1. Kan het college bevestigen dat er momenteel wordt gerooid langs de A20 en de A16? Indien ja, op welke locaties gebeurt dit of staat dit te gebeuren?
2. Klopt het dat er door Rijkswaterstaat bij de gemeente een omgevingsvergunning is aangevraagd voor het rooien van bomen langs voornoemde rijkswegen? Indien ja, voor welke bomensoorten is een omgevingsvergunning aangevraagd?
3. Is de aanvraag omgevingsvergunning terug te vinden op de website van de gemeente Rotterdam? Indien ja, waar is deze terug te vinden?
4. Is in navolging van de aanvraag daadwerkelijk een omgevingsvergunning verleend? Indien ja, waar is deze vergunningverlening terug te vinden?

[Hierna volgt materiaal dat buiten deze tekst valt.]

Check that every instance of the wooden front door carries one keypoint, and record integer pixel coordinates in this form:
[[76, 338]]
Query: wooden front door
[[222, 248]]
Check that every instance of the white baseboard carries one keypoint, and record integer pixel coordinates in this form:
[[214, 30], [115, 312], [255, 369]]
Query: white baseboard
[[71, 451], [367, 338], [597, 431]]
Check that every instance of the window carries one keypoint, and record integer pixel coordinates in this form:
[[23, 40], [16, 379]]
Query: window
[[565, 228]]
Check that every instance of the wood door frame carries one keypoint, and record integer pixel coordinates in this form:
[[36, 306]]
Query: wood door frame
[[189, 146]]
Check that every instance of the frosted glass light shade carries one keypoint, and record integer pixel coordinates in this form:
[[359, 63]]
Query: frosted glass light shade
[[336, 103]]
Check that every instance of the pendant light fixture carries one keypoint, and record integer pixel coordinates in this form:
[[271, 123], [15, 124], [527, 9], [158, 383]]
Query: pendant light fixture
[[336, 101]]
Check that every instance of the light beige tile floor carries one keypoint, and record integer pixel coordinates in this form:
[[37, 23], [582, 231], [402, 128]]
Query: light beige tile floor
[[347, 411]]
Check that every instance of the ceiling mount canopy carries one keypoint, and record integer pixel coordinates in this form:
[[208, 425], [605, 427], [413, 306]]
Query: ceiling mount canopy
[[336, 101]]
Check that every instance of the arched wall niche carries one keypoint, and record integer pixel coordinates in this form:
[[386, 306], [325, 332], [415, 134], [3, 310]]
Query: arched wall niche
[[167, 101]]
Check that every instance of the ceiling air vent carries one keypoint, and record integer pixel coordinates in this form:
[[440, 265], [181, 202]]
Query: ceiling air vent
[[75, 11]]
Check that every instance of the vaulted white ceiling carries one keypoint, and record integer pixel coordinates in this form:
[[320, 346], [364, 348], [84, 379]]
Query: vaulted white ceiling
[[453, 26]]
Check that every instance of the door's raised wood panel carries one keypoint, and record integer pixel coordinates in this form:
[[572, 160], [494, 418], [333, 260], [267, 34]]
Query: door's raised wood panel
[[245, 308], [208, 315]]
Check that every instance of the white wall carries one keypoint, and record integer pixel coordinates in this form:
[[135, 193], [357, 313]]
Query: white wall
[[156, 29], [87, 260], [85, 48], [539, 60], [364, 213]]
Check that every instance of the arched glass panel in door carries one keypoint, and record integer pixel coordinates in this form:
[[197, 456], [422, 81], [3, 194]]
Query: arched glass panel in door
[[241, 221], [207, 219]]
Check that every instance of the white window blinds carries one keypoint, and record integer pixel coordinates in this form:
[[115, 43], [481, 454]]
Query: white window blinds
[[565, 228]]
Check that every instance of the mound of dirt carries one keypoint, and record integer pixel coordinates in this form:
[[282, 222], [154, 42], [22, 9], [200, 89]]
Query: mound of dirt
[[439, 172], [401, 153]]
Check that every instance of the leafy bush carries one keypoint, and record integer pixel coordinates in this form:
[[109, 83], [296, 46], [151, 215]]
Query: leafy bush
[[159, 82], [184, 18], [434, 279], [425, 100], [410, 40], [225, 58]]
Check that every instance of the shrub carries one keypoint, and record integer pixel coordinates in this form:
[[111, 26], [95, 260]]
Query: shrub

Op de website van de gemeente (onder 'bekendmakingen') hebben wij geen aanvraag omgevingsvergunning kunnen vinden die valt te herleiden tot het rooiplan van Rijkswaterstaat. Wellicht is de aanvraag omgevingsvergunning geweigerd omdat het rooiplan onder nationale wetgeving valt, bijvoorbeeld de Boswet. In het gemeenteblad van het Rijk (op de website 'officiële bekendmakingen') kunnen wij evenwel geen aanvraag of melding in het kader van de Boswet terugvinden. Overigens stelt de Rijksdienst voor Ondernemend Nederland (RVO) dat Rijkswaterstaat niet verplicht is voor ieder te rooien boom een melding te doen met de Boswet als leidend wettelijk kader. Op haar website1 meldt de RVO:
“Rijkswaterstaat hoeft niet voor iedere te kappen boom een kapmelding te doen. Zij melden per project de kap, herplant en compensatie aan ons en rapporteren jaarlijks over het werkelijk aantal gekapte bomen en de herplant/compensatie.”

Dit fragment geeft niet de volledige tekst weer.